Renowned child development expert T. Berry Brazelton, MD, is familiar with times when a child's behavior stresses her parents' relationship—usually when she is moving from one developmental stage to another. When parents prepare for these phases, he says they do better together. He also says that children naturally register their parents' reactions—for instance, Dad doesn't freak when I crawl to the stairs; Mom does—and when those responses contradict each other, children act out. Most parents, though, don't realize that this conflict can start as early as nine months. Like Gottman, Brazelton encourages couples to find a workable, united parenting style early on.
Coming Soon: A Divorce Vaccine
Marriage researcher James V. Córdova, PhD, has become haunted by a disheartening statistic: Fifty percent of couples who finish marital therapy get better (and stay better), but the other half either do not improve or relapse. "It's better than nothing, but not as good as we could be doing," says Córdova, an associate professor of psychology at Clark University in Worcester, Massachusetts. The problem, he recognized, is that couples usually see a counselor when the relationship is already breaking down.
"We take care of our physical health by going in for checkups," he says. "The point is not to wait until you get sick but to keep you well." His team created the Marriage Checkup, a program he has tested twice before that's now part of a third major study being conducted over the next four years.
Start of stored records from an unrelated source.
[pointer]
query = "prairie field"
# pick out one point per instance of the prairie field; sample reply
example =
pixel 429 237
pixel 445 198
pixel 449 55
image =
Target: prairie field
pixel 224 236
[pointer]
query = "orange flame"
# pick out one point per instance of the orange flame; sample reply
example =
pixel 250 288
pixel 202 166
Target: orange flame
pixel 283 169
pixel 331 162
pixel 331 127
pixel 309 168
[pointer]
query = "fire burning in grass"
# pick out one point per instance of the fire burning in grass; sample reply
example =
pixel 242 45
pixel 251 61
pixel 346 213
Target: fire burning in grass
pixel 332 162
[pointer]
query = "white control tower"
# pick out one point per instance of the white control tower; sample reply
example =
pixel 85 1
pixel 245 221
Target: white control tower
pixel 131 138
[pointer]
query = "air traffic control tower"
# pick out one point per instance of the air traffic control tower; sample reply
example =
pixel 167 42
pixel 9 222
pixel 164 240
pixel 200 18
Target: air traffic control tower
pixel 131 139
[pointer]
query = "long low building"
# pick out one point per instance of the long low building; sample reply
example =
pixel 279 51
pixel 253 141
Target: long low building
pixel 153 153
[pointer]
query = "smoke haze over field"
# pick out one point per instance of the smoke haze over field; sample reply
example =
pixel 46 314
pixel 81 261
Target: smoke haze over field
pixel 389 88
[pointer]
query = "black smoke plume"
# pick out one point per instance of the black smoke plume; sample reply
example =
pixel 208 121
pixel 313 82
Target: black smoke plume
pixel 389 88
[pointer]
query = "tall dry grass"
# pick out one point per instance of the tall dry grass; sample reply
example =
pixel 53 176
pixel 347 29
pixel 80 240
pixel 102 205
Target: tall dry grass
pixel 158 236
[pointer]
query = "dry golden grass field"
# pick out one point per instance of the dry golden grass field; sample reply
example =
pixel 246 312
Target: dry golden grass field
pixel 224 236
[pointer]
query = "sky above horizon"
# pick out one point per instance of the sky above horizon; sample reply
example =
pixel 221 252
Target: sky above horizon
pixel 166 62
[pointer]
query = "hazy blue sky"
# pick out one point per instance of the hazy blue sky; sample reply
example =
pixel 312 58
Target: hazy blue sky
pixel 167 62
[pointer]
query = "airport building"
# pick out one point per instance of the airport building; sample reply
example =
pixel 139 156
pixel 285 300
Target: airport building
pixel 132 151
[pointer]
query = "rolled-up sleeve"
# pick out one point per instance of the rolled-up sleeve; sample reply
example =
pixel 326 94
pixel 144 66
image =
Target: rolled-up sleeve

The program starts with an hour-long series of questionnaires that rate satisfaction levels on fraught topics like sex and parenting.
"We give the couples feedback, the way a doctor would from a blood test or an X-ray," Córdova says. His early studies have shown that the majority of couples have reported a significant uptick in relationship satisfaction as well as higher intimacy levels. He hopes to devise a program that can be replicated across the country, using local therapists to give the tests and feedback. In the meantime, he recommends that couples ask themselves three questions every year: Does my partner feel safe being emotionally vulnerable with me? Does my partner feel accepted? When I feel that life is yanking the rug out from under me, can I go to my partner for nonjudgmental support? Answering no to even one can signal a fraying relationship. Córdova also tells couples to avoid one very toxic behavior: withdrawal. "It's the equivalent of bingeing on Twinkies," he says. "Talk—even confused, lost, sometimes frustrating talk—is always better."
You Can Change Your Spouse
For more than 15 years, Richard A. Mackey, professor emeritus at Boston College's graduate school of social work, studied heterosexual couples who have been married more than 20 years but have never seen a couples therapist. He found that the long-marrieds instinctively learned not to insist their partner make big behavioral changes. They asked for tiny modifications. (For instance, instead of saying, "Can't you stop being such a slob?" or "Will you ever learn to pick up after yourself?" they ask, "Can you put your clothes in the hamper?")
But what surprised him—and gives hope to anyone stuck in a small house with an unrepentant slob, control freak, pack rat, Star Wars figurine collector—is that over two decades of asking each other for small alterations, many spouses had nudged their partners into making significant changes without alienating them. This technique was particularly effective, Mackey says, when used on men.